Julia Evansfloating point representation
Dr. Juande Santander-Vela@b0rk what about denormalized floats? Do you have a visualization for them? I’d say that they represent even more numbers around the 0.0…
@juandesant i might make one later! Have you ever needed to know about denormalized floats? I'm trying to figure out whether explaining it is worthwhile or whether it's more of an edge case that almost nobody ever runs into.
@b0rk I think is something worth knowing about if you really need to manage calculation precision in floating point.
I learned about them for the first time reading about the SANE (Standard Apple Numeric Environment) in the Turbo Pascal for the Macintosh 1.0 manual… circa 1990!

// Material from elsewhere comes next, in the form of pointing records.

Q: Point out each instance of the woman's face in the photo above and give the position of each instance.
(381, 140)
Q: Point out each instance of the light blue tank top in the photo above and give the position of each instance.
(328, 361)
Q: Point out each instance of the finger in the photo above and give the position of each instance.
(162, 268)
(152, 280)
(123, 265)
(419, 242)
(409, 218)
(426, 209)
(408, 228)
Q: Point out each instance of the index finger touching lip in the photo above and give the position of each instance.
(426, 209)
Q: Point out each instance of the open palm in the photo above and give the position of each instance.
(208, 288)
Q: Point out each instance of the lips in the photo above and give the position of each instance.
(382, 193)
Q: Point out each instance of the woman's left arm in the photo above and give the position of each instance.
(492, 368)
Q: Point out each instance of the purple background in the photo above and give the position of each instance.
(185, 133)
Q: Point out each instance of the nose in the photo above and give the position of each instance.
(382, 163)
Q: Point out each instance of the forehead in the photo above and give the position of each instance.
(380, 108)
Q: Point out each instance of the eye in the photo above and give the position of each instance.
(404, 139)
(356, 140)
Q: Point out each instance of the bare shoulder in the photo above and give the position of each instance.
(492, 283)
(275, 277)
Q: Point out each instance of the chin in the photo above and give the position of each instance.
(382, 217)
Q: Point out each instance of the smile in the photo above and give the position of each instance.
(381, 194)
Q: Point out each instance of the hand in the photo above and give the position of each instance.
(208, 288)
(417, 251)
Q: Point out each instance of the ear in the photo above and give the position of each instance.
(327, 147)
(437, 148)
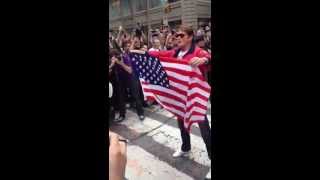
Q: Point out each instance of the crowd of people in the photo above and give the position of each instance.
(127, 89)
(184, 43)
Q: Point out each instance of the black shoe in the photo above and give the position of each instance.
(141, 117)
(119, 119)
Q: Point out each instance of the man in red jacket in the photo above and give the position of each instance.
(188, 51)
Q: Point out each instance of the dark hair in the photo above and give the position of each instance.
(114, 52)
(199, 38)
(125, 43)
(187, 29)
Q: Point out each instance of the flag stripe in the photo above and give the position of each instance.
(175, 85)
(185, 73)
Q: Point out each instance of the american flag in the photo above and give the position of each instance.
(175, 85)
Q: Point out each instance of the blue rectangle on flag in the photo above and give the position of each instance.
(149, 69)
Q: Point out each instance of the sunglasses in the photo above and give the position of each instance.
(180, 35)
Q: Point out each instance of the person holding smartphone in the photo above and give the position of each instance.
(117, 157)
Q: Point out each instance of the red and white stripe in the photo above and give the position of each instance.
(188, 95)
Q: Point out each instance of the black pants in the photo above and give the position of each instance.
(205, 133)
(134, 85)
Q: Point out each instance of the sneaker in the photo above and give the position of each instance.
(141, 117)
(119, 119)
(209, 174)
(180, 153)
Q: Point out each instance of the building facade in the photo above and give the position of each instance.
(151, 13)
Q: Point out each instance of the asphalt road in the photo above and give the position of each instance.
(152, 143)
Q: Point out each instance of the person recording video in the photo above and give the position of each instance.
(117, 157)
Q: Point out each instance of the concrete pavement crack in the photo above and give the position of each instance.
(153, 129)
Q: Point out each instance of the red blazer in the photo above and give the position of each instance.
(193, 52)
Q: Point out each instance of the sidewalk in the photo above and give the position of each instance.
(152, 143)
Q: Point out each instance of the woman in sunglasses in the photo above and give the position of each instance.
(188, 51)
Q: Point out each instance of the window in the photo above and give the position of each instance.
(125, 8)
(156, 3)
(141, 5)
(114, 8)
(171, 1)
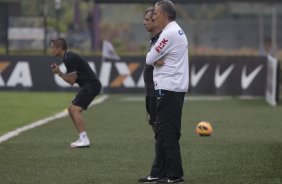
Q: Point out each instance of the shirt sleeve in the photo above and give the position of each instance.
(160, 49)
(71, 64)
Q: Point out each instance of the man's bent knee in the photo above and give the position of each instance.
(72, 109)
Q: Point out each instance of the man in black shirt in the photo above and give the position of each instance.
(78, 71)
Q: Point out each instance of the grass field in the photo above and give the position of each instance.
(245, 147)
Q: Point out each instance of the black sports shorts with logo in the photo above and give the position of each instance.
(87, 93)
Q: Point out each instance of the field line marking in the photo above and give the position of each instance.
(43, 121)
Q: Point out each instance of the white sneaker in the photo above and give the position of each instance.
(80, 143)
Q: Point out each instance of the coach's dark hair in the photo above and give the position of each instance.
(60, 42)
(168, 8)
(150, 10)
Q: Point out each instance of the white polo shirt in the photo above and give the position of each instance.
(172, 47)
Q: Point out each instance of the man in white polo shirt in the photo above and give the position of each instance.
(169, 56)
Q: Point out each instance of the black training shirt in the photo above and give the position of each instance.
(75, 63)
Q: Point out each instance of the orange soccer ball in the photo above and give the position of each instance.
(204, 128)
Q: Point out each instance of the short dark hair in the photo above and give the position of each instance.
(167, 7)
(60, 42)
(150, 10)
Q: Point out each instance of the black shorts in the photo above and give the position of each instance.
(87, 93)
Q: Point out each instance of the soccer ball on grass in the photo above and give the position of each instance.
(204, 128)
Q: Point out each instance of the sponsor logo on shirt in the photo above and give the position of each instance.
(161, 45)
(181, 32)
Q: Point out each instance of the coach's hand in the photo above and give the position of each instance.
(55, 69)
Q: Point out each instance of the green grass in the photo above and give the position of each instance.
(20, 108)
(245, 146)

Taylor R Campbell@b0rk @juandesant Subnormals are very important! For example, fl(x - y) = 0 implies x = y (exactly!) if you have subnormals, and if y/2 < x < 2y then fl(x - y) = x - y (no rounding!).
But if you _don't_ have subnormals, you can't reason like this.
The diagram for subnormals is very simple: zoom in to the smallest and second-smallest exponent, and copy the same resolution between [2^emin, 2^{emin + 1}) into [0, 2^{emin}). Without subnormals, there's a huge gap between 0 and 2^{emin}!